If you’ve been eating a very low-carb, low-fat, or calorie-restricted diet, simply adding more balanced meals with adequate carbohydrates and healthy fats may be enough to normalize your levels. You don’t necessarily need to load up on junk food. Increasing portions of whole grains, starchy vegetables, fruit, and cooking fats can raise triglycerides while still supporting overall health.
The Role of Alcohol
Alcohol is one of the more powerful short-term triggers of triglyceride production. It stimulates the liver to produce large triglyceride-rich particles and simultaneously slows the breakdown of existing triglyceride carriers in the blood. The combination means triglycerides rise quickly after drinking.
The effect is dose-dependent. Moderate drinking, roughly one to three glasses a day for men and one to two for women, has minimal impact on fasting triglyceride levels. But when alcohol is consumed alongside a fatty meal, the effect multiplies. In one experiment, eating 70 grams of fat alone raised triglycerides by about 70% over four to six hours. Adding 40 grams of alcohol (roughly three standard drinks) to the same meal raised them by 180%. Even a smaller amount of alcohol, around 30 grams consumed with dinner, increased post-meal triglycerides by about 15%, though levels returned to normal by the next morning.

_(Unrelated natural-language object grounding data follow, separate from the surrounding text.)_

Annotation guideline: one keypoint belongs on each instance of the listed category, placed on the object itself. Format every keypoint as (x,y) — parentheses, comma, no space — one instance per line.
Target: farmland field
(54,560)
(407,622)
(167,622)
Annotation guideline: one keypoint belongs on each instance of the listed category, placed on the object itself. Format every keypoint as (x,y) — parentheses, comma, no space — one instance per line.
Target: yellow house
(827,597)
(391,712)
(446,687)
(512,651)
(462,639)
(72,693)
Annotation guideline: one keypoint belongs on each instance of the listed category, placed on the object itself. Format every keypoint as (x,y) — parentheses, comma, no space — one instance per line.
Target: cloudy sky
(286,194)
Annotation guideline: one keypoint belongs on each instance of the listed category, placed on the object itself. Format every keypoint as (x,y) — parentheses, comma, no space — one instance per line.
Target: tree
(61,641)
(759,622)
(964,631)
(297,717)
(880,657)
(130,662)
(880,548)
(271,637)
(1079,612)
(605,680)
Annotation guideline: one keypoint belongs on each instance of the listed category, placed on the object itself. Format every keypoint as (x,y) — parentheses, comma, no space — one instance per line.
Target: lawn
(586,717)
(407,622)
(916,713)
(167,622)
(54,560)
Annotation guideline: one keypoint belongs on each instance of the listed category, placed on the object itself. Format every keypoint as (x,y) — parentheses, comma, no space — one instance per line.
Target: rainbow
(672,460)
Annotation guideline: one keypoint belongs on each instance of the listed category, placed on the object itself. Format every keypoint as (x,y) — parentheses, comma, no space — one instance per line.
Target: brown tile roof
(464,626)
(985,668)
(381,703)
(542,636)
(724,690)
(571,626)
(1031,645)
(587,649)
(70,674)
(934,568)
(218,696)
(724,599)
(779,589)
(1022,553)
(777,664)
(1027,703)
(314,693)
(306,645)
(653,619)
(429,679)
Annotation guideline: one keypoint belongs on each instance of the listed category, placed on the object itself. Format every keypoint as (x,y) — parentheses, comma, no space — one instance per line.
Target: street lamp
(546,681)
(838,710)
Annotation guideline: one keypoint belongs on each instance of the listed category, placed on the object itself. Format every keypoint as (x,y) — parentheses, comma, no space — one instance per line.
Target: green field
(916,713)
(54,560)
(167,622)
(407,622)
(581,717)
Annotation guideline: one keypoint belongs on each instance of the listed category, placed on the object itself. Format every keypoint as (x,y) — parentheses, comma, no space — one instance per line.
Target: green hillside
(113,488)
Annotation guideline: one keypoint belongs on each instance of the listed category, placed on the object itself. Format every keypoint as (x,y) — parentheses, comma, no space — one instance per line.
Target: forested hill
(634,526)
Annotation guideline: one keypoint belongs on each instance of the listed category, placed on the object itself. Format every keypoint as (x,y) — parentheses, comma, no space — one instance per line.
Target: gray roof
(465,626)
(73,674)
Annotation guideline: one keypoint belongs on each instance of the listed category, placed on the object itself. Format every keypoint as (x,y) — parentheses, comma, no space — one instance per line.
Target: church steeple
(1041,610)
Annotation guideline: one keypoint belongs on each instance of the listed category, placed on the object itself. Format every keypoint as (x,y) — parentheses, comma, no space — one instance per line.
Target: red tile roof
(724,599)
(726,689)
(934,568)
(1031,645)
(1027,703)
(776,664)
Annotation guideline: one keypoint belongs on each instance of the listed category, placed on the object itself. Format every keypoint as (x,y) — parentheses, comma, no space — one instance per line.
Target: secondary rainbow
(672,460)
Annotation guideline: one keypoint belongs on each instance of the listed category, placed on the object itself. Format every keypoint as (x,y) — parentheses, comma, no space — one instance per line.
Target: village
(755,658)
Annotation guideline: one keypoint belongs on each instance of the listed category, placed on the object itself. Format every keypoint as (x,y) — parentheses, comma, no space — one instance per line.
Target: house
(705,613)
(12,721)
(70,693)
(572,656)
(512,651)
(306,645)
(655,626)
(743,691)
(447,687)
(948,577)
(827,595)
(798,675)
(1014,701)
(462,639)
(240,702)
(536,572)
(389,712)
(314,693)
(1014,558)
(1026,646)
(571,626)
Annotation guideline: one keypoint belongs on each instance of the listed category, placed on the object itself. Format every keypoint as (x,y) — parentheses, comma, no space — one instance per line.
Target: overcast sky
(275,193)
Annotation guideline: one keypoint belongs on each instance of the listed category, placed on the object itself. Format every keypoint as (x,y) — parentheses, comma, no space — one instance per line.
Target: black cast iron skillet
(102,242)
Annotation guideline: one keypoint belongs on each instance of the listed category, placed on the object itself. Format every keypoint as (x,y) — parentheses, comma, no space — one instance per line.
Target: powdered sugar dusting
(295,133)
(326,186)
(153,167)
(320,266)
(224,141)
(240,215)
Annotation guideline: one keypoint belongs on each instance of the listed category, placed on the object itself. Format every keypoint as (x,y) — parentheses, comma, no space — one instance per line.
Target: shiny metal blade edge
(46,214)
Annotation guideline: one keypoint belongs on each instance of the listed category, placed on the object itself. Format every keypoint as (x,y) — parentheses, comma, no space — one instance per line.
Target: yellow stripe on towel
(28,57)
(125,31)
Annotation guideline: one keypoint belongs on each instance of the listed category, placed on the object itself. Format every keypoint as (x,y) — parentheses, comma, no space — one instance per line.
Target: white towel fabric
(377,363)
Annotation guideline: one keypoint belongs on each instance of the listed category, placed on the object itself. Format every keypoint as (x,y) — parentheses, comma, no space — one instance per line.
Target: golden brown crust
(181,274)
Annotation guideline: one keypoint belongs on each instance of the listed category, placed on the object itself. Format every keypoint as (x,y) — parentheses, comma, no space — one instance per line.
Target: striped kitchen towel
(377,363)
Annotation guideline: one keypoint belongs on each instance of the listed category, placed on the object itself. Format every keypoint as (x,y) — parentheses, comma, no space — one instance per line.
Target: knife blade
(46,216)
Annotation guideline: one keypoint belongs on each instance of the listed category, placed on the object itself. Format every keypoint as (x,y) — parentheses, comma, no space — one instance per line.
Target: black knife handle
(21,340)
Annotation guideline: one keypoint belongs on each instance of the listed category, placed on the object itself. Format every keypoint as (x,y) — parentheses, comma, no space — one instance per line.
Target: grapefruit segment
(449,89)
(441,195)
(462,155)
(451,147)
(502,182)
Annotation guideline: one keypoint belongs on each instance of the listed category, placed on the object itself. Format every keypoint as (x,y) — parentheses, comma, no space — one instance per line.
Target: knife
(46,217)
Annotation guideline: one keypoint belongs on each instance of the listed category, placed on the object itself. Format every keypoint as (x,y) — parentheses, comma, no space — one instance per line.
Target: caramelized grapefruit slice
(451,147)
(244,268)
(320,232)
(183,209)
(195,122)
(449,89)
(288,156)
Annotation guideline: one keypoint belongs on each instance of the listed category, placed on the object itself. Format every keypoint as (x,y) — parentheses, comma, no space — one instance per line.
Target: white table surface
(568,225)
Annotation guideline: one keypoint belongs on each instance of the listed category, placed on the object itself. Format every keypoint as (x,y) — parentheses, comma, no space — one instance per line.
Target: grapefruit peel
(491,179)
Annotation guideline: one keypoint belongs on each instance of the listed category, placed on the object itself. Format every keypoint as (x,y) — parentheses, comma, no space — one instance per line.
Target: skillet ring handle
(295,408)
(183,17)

If your triglycerides are low due to a medical condition or extreme dietary restriction, alcohol is not the right solution. But it’s worth knowing that alcohol consumption is a significant factor in triglyceride levels, especially if your doctor is trying to understand why your numbers changed.

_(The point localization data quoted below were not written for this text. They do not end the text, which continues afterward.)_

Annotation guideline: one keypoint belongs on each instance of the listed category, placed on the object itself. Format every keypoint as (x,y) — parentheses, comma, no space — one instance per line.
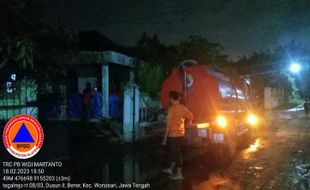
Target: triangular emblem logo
(23,135)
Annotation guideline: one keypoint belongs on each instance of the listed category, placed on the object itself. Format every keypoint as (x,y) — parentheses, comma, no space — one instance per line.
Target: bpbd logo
(23,136)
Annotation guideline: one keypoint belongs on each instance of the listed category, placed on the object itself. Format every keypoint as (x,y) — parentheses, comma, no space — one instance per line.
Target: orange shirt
(176,119)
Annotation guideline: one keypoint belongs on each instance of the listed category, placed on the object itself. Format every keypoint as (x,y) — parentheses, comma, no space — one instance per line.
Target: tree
(16,53)
(149,77)
(201,50)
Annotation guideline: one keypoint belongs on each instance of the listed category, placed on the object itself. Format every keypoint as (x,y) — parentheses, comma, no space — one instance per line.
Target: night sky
(241,26)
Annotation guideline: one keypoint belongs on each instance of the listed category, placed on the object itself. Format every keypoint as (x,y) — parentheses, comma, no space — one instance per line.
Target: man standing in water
(174,134)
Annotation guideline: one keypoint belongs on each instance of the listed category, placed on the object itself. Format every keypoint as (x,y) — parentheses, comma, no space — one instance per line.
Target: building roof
(94,41)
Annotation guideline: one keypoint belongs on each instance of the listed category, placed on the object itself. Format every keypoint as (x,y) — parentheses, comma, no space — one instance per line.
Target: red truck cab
(221,107)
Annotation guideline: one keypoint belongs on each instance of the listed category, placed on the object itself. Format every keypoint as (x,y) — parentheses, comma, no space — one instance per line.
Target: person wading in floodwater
(174,135)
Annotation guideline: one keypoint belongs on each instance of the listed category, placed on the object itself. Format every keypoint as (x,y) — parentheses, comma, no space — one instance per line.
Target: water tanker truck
(221,106)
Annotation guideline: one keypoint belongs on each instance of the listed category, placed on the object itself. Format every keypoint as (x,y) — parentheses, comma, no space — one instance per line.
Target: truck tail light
(252,119)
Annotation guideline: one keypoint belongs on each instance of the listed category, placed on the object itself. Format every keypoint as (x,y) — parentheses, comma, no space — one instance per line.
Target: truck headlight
(252,119)
(221,121)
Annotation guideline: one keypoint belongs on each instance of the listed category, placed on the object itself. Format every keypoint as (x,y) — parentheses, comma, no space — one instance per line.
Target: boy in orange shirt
(174,134)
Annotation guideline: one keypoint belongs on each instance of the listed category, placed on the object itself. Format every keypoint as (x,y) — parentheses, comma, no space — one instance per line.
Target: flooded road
(268,161)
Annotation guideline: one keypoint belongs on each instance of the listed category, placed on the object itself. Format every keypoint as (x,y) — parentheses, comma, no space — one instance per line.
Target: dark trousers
(85,113)
(175,150)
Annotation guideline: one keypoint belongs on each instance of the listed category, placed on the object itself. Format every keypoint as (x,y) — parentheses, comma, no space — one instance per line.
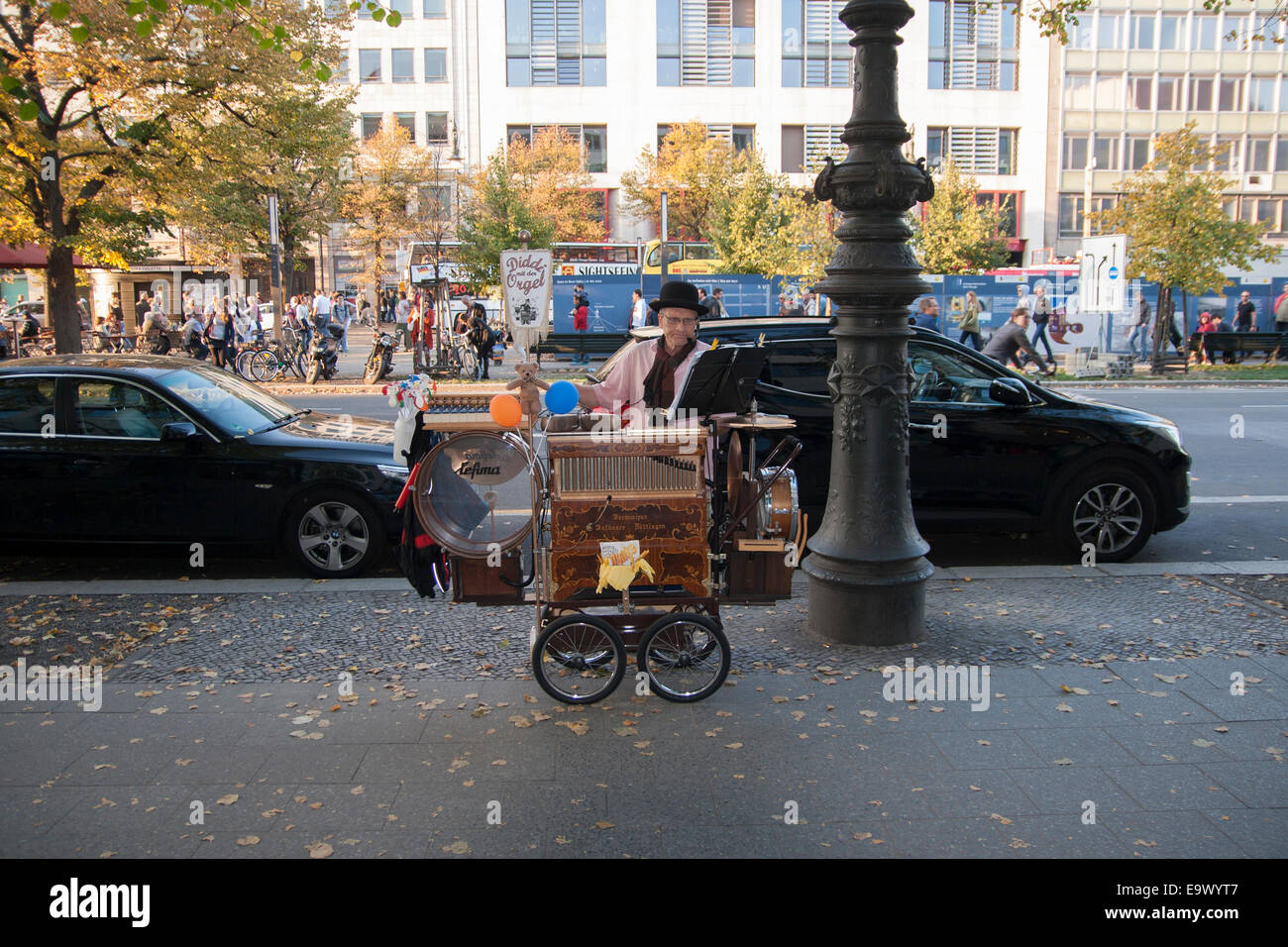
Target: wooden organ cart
(619,538)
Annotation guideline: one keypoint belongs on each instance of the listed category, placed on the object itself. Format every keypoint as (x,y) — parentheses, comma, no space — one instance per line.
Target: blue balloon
(562,397)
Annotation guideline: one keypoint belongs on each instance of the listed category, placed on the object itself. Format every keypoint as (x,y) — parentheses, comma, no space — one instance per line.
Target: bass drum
(475,489)
(780,508)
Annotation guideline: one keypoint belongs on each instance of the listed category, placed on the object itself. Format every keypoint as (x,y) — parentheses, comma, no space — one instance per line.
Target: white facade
(1138,67)
(630,106)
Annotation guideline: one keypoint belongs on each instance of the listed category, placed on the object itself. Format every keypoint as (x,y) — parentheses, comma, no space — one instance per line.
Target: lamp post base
(858,603)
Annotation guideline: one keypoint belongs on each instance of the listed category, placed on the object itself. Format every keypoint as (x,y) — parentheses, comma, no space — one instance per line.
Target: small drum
(475,489)
(780,506)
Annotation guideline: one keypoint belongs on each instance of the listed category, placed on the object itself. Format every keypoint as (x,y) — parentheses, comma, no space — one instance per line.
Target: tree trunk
(60,300)
(1162,320)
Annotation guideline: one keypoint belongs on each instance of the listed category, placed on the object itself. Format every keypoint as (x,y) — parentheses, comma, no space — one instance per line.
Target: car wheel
(334,535)
(1112,509)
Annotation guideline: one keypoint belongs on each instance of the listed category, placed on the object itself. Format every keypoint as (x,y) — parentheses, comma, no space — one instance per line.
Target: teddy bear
(528,385)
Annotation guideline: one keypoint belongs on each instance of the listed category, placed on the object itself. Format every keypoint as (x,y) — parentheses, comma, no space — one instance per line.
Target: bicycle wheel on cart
(579,659)
(686,657)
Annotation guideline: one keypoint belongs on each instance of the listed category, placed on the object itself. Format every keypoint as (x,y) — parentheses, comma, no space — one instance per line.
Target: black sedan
(990,450)
(130,449)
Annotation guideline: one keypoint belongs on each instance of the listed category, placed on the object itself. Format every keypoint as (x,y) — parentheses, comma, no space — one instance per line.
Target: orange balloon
(505,410)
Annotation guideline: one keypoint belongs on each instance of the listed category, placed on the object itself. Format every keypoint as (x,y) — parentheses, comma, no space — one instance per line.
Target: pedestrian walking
(1041,317)
(969,322)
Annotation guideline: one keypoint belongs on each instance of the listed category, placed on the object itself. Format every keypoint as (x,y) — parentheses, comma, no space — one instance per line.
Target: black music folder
(721,380)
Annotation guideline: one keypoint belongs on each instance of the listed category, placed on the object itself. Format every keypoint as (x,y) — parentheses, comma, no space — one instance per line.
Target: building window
(400,64)
(1136,154)
(1077,90)
(1168,94)
(1074,153)
(555,43)
(591,138)
(974,151)
(1201,95)
(436,128)
(1258,155)
(815,44)
(1107,153)
(706,43)
(1140,93)
(1080,34)
(1228,155)
(1109,35)
(1231,95)
(805,146)
(407,120)
(973,46)
(436,64)
(1261,94)
(1203,31)
(1141,31)
(369,64)
(1109,91)
(1070,214)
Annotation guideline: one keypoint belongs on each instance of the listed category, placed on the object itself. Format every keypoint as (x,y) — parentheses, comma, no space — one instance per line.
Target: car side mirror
(178,431)
(1009,390)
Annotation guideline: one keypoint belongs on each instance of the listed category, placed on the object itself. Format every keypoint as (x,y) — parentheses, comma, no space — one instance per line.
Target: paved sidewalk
(1109,694)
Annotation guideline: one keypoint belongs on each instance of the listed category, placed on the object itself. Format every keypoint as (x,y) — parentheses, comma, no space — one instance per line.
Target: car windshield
(236,406)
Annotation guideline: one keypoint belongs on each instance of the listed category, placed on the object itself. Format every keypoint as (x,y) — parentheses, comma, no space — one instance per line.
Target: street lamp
(866,565)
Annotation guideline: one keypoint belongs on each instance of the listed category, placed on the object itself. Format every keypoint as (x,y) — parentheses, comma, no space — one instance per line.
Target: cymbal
(760,421)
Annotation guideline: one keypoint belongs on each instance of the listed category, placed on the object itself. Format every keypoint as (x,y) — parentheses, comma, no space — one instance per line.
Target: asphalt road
(1237,438)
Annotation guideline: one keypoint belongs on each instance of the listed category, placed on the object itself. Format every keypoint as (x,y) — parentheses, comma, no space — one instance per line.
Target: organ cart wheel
(579,659)
(686,657)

Physical Activity and Triglyceride Clearance
Exercise lowers triglycerides by increasing the activity of an enzyme called lipoprotein lipase, which pulls triglycerides out of your bloodstream and into your muscles for fuel. The flip side is that being sedentary reduces this enzyme’s activity, which means triglycerides stay in your blood longer and levels rise.

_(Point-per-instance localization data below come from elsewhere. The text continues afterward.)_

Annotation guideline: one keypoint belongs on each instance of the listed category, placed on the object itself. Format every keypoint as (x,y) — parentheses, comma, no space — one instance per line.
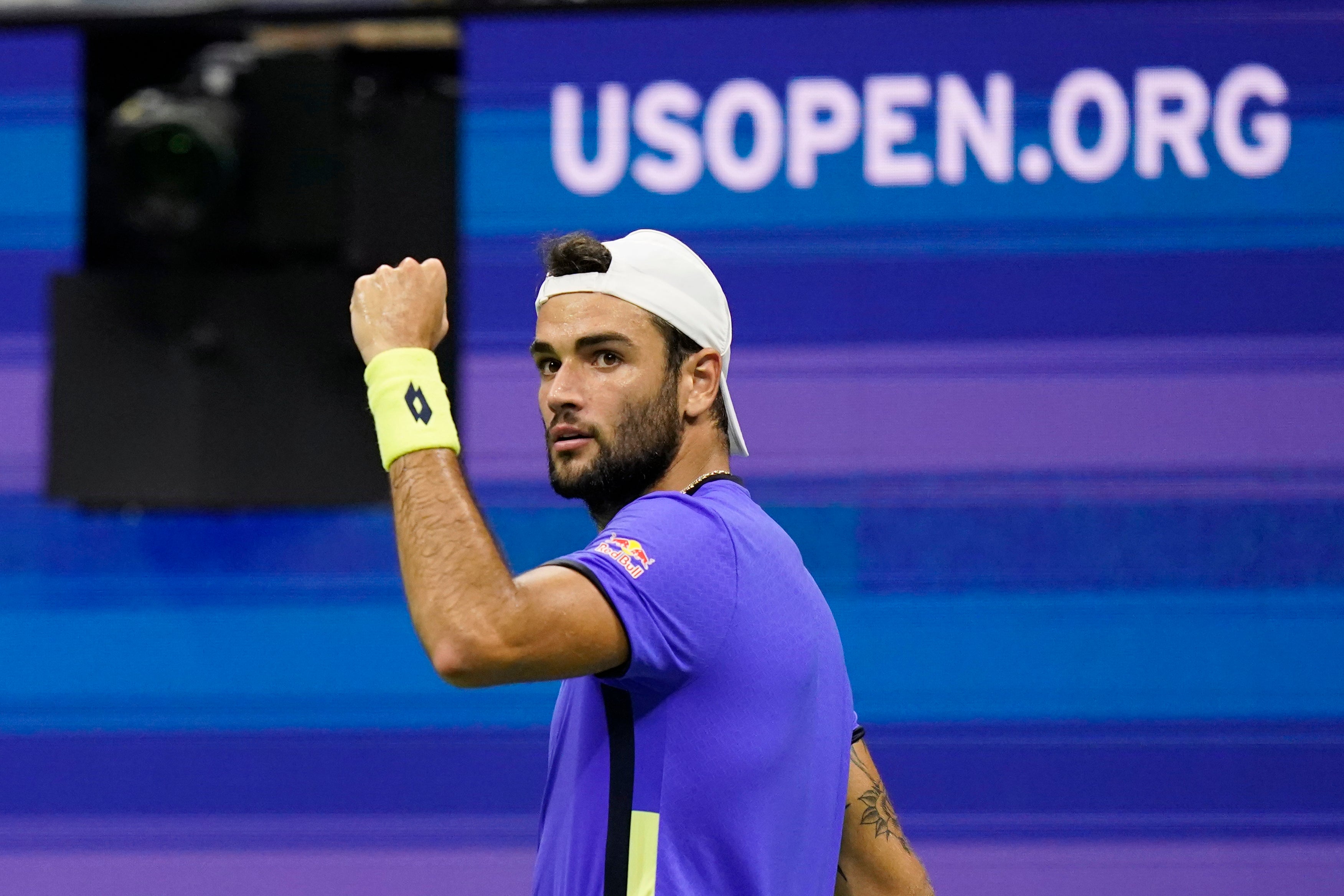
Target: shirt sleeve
(668,568)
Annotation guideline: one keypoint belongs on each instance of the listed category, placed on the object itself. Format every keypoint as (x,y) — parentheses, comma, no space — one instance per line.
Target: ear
(702,370)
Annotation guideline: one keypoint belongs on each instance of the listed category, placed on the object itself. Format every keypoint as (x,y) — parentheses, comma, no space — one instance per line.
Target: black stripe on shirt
(620,734)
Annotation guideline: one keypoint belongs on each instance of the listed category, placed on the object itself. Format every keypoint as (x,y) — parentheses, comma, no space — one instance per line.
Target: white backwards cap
(659,273)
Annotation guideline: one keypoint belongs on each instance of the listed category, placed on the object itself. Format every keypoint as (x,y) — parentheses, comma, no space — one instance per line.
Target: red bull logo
(628,553)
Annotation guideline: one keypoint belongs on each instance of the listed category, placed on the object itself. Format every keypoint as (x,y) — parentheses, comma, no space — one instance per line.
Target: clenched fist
(404,307)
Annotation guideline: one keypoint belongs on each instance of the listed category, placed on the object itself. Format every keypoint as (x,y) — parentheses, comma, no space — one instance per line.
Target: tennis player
(705,739)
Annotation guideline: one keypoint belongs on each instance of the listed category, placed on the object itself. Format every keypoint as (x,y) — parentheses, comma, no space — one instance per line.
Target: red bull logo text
(628,553)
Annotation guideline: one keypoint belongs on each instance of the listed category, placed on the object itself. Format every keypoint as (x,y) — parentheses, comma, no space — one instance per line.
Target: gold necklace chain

If you’re very physically active, especially with endurance exercise, that could be contributing to unusually low triglyceride readings. Reducing exercise intensity or volume, or simply eating more to compensate for calories burned, may help bring levels up. This doesn’t mean you should stop exercising entirely. It means that if you’re running marathons on a low-calorie diet and your triglycerides are bottoming out, there’s a clear mechanism at work.
A Practical Approach
For most people with low triglycerides, the fix involves eating more, particularly more carbohydrates and fats. Start by making sure you’re eating enough total calories for your activity level. Add starchy foods, fruits, and cooking fats to meals you’re already eating. If you’ve been on a very restrictive diet, whether low-carb, low-fat, or calorie-limited, relaxing those restrictions is the most straightforward path.
If your triglycerides are extremely low (under 30 to 40 mg/dL), haven’t responded to dietary changes, or are accompanied by symptoms like fatty stools, difficulty absorbing nutrients, or unexplained weight loss, the cause may be genetic or related to another medical condition like hyperthyroidism. In those cases, a lipid panel alone won’t give you the full picture, and further testing can identify whether something more specific is going on.